Every day, with the help of Doppler 16 and other high tech equipment, StormTeam 16 forecasts Michiana's weather, tracking storms.
The science used to calculate the forecast is handled by Chief Meteorologist Mike Hoffman.
You can learn more about the science of storms by taking a trip to Chicago. The Museum of Science and Industry has a new exhibit called "Science Storms” that takes you inside Mother Nature's most impressive natural phenomenon.
“Science Storms is organized around an idea we want to look at basic science, chemistry, physics through the lens of large scale forces of nature,” says Chris Wilson of the Museum of Science and Industry.
He has been working on science storms since September of 2007. He created simulations for the forces of nature: the power of the sun, avalanches, tsunamis, lightning, and tornados.

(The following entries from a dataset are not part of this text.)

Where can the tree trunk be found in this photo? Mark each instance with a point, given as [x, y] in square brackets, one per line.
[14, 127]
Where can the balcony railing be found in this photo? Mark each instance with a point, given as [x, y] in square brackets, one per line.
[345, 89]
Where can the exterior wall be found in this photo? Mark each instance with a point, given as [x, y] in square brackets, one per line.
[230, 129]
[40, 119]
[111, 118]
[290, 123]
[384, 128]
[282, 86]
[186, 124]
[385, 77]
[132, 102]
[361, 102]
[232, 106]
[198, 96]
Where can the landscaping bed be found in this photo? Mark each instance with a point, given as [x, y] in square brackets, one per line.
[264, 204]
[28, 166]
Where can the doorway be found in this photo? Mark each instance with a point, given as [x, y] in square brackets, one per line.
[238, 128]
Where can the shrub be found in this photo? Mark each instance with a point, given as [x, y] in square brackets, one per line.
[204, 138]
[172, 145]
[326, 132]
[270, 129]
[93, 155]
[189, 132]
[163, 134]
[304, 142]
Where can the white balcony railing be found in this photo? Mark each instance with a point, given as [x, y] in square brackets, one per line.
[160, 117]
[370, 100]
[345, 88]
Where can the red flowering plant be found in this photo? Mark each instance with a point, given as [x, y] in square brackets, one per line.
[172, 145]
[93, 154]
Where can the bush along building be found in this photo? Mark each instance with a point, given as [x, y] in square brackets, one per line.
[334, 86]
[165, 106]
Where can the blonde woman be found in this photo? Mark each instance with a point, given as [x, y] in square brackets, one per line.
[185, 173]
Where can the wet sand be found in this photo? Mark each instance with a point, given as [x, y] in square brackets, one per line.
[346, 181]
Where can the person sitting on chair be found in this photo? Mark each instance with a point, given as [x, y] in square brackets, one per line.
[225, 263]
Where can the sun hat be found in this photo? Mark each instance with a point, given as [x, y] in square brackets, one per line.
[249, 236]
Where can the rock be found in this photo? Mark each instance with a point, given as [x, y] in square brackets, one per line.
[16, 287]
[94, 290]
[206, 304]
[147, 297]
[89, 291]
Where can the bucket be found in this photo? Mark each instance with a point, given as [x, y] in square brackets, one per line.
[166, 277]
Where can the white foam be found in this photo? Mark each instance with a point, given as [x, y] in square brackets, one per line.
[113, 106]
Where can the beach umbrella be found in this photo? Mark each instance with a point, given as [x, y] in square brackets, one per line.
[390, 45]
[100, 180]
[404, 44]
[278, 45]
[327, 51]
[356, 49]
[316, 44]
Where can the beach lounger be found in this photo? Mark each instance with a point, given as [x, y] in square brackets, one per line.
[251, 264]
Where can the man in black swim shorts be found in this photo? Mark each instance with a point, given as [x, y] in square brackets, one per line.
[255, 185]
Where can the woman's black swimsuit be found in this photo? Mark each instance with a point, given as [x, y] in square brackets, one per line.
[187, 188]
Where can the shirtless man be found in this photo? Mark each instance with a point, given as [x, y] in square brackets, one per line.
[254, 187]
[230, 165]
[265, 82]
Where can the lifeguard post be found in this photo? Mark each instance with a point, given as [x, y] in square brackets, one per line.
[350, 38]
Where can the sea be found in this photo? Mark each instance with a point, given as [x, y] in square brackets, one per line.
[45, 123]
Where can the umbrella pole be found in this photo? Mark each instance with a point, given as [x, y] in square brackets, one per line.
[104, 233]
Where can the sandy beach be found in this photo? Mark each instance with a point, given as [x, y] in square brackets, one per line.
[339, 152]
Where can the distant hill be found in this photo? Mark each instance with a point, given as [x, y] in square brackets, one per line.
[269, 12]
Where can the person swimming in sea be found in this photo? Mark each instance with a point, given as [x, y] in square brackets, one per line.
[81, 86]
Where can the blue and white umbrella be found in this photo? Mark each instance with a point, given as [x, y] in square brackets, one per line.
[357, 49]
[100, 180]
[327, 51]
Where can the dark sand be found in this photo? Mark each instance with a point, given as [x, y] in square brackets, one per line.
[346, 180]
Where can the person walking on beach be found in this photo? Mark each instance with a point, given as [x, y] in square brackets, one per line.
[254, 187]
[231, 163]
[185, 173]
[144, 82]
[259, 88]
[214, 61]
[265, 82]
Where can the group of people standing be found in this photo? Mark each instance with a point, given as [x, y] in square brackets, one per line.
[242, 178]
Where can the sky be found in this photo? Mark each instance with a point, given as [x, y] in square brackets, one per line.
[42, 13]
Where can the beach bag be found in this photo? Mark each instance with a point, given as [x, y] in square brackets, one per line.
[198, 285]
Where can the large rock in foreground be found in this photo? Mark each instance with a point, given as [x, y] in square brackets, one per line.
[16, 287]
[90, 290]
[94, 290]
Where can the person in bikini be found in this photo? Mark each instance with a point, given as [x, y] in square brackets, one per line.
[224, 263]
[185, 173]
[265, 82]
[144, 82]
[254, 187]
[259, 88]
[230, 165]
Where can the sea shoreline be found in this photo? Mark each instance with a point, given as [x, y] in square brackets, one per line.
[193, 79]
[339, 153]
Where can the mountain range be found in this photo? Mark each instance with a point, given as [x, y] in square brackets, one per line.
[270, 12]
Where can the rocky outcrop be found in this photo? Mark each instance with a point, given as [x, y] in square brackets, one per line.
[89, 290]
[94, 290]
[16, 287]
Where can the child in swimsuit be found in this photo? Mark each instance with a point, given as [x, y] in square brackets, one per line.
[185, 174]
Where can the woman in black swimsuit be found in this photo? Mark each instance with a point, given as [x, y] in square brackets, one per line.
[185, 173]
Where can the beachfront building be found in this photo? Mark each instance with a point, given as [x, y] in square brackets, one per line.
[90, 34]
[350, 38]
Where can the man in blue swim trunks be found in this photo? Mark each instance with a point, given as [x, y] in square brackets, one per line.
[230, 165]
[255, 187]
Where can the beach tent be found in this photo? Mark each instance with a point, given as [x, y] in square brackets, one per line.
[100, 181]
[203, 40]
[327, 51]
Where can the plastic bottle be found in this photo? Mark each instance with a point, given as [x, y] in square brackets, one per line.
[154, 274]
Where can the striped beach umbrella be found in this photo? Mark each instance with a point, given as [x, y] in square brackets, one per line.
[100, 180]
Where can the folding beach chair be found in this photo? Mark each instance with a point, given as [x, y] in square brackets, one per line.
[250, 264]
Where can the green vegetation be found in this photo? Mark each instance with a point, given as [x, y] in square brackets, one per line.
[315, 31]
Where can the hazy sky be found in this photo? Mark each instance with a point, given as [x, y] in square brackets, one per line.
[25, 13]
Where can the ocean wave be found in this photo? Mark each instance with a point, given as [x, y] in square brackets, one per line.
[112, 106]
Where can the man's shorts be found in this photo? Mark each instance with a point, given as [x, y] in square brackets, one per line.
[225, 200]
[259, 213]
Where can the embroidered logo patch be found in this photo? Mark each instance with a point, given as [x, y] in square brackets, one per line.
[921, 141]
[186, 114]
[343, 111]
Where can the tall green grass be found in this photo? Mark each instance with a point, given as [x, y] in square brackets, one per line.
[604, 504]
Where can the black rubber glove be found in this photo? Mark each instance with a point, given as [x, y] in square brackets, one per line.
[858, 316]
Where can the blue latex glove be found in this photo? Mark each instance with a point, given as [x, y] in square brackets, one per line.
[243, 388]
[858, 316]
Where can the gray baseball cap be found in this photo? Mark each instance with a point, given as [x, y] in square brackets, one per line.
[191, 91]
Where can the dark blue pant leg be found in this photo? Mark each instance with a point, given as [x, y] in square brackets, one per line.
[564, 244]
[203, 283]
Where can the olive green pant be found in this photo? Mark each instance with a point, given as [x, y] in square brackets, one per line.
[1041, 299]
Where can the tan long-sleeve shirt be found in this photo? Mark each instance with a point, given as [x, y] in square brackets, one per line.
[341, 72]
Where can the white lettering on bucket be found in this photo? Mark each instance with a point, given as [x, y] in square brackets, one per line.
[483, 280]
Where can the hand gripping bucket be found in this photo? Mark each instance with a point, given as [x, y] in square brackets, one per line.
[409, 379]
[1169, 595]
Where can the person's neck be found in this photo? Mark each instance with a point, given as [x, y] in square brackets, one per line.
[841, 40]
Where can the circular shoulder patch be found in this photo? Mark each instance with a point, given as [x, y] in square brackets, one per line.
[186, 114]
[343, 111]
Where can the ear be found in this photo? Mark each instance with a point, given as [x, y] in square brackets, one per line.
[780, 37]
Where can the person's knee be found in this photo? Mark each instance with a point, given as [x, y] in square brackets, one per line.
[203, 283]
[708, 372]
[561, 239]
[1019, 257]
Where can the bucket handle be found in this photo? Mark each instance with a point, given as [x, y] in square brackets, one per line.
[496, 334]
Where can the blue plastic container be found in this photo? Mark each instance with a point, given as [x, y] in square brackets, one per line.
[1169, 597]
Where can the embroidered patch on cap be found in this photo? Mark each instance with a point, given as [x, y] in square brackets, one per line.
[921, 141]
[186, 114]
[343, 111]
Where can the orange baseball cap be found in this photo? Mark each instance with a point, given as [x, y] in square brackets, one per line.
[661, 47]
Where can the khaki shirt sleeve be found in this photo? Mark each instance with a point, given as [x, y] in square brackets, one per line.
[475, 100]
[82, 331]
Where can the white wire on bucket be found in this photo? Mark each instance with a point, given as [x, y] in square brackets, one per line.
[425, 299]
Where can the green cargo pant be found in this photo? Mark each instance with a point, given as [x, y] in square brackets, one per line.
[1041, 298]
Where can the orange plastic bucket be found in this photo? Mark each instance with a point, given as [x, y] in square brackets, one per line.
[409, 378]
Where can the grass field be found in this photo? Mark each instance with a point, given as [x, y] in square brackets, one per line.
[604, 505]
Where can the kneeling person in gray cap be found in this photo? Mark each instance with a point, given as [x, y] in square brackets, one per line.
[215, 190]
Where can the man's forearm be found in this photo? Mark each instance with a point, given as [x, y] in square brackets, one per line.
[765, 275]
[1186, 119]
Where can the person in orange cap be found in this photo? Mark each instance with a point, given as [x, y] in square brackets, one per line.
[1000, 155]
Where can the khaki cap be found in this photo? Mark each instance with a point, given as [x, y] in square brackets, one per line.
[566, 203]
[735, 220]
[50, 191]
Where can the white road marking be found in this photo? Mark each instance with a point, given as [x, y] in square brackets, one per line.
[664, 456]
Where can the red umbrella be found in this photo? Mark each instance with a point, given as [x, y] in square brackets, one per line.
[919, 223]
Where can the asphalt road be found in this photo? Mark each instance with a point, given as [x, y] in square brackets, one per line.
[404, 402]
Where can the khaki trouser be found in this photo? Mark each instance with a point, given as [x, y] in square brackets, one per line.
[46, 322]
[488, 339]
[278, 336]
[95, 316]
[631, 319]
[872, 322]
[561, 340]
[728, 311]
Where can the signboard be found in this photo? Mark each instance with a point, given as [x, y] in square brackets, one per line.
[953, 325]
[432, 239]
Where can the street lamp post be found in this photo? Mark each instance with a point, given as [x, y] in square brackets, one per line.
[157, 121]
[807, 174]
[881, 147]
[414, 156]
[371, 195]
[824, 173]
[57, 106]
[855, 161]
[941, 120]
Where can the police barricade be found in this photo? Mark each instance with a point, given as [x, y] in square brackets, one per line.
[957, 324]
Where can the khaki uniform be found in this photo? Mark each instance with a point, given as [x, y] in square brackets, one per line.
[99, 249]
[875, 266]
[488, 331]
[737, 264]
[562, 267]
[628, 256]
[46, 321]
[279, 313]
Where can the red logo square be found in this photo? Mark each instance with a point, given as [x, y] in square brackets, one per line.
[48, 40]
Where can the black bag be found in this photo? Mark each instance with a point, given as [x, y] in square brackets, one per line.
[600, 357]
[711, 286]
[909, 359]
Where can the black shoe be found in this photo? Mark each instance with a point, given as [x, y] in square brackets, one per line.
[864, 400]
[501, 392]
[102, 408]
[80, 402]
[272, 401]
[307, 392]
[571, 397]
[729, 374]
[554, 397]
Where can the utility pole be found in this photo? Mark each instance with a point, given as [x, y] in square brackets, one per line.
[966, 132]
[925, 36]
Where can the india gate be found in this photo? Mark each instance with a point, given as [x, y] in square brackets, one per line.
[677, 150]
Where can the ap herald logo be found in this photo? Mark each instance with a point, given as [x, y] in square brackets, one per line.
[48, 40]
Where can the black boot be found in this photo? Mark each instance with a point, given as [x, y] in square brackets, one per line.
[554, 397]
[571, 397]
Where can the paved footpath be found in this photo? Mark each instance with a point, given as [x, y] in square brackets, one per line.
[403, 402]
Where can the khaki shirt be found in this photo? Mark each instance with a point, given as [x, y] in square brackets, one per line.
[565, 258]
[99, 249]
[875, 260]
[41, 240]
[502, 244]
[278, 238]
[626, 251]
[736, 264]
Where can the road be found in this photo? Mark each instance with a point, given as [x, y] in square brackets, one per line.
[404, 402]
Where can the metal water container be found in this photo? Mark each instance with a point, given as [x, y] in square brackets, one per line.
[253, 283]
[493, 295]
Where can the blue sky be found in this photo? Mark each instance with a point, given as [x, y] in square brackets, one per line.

“The most obvious we have from the rotunda is the tornado, a 40 Foot rotating column of air powered by over two hundred horse power worth of fans,” says Wilson. “The two towers on the side are actually turning the air and causing the rotation flow.”
Museum visitors get to control the rotation of a tornado
Other hands-on exhibits, including creating a tsunami wave and creating an avalanche, gets students active with science
“I saw the avalanches. It was like quick sand moving. It was very cool, the fact that it moves and you can touch it. It you can touch it and feel it, it is more interesting than reading or hearing about it,” said student Brandy Preston.
In another part of the exhibit, visitors have control over electricity from a sunlight experiment that moves slot cars.
There’s also a replica of Newton’s prisms experiment where you can make your own rainbows, and a heat from sunlight experiment where you can heat up pans of water.
“In an early prototype we were trying to figure out how hot it was and we ignited a fairly thick block of wood almost instantly,” says Wilson.
Safety was also considered when creating one of natures most powerful phenomenon—lightning.
“In the ceiling we have a giant Tesla coil. As we're feeding the Tesla coil 240 volts, and I think 30 amps. What comes out the other end is 1.2 million volts,” says Wilson. “It’s more than twice as far away than that particular coil can strike.”
With safety in mind and over three years of creating the exhibit, the kids young and old get to enjoy science.
“I think they are interested in anything they can touch and do hands on. They want to move the hot air balloon and try and make the tornado a different shape,” says Laura Carey, 4th grade teacher.
“We tried to do as much as we can with this open play to allow people to discover things on their own. Do these experiments on your own with an open end of results. Follow the directions, but the last instruction is to experiment,” says Wilson.